And in the instant of inerting, the visiplate into which the two men stared went blank. The thousands of stars studding the sky a moment before had disappeared as though they had never been.

"Why.... What.... How in all the yellow hells of space can that happen?" Kinnison blurted.

Without a word, Cardynge reached out and snapped the plate's receiver over from "visual" to "ultra," whereupon the stars reappeared as suddenly as they had vanished.

"Something's screwy somewhere!" the Lensman protested. "We can't have an inert velocity greater than that of light—it's impossible!"

"Few things, if any, can be said definitely to be impossible; and everything is relative, not absolute," the old scientist declared, pompously. "This space, for instance. You have not yet perceived, I see, even that you are not in the same three-dimensional space in which we have heretofore existed."

Kinnison gulped. He was going to protest about that, too, but in the face of Cardynge's unperturbed acceptance of the fact he did not quite dare to say what he had in mind.

"That is better," the old man declaimed. "Do not get excited—to do so dulls the mind. Take nothing for granted, do not jump at conclusions—to commit either of those errors will operate powerfully against success. Working hypotheses, young man, must be based upon accurately determined facts; not upon mere guesses, superstitions, or the figments of personal prejudices."
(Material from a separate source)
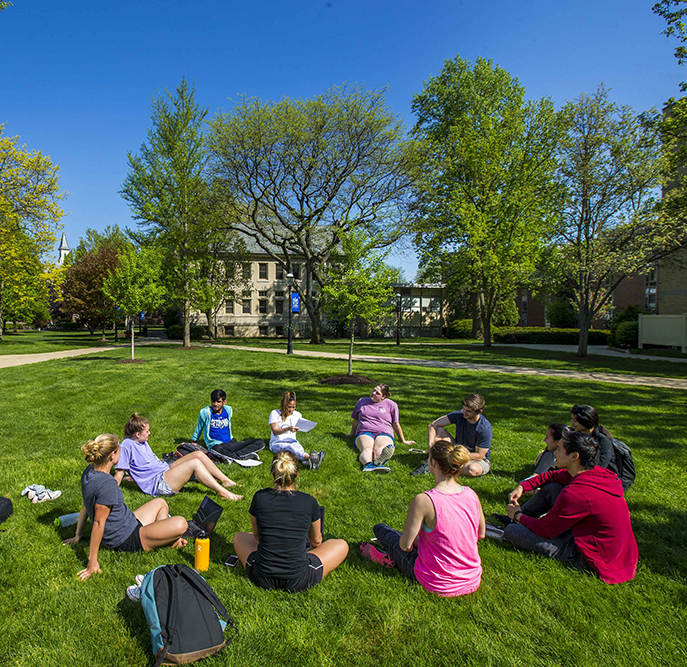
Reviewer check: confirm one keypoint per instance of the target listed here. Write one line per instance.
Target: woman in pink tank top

"Bub-bub-but ... QX—skip it!" Nine-tenths of the Dauntless' crew would have gone out of control at the impact of the knowledge of what had happened; even Kinnison's powerful mind was shaken. Cardynge, however, was—not seemed to be, but actually was—as calm and as self-contained as though he were in his own quiet study. "Explain it to me, will you please, in words of as nearly one syllable as possible?"

"Our looser thinkers have for centuries speculated upon the possibility of an entire series of different spaces existing simultaneously, side by side in a hypothetical hypercontinuum. I have never indulged in such time-wasting; but now that actual corroborative data have become available, I regard it as a highly fruitful field of investigation. Two extremely significant facts have already become apparent; the variability of time and the non-applicability of our so-called 'laws' of motion. Different spaces, different laws, it would seem."

"But when we cut our generators in that other tube we emerged into our own space," Kinnison argued. "How do you account for that?"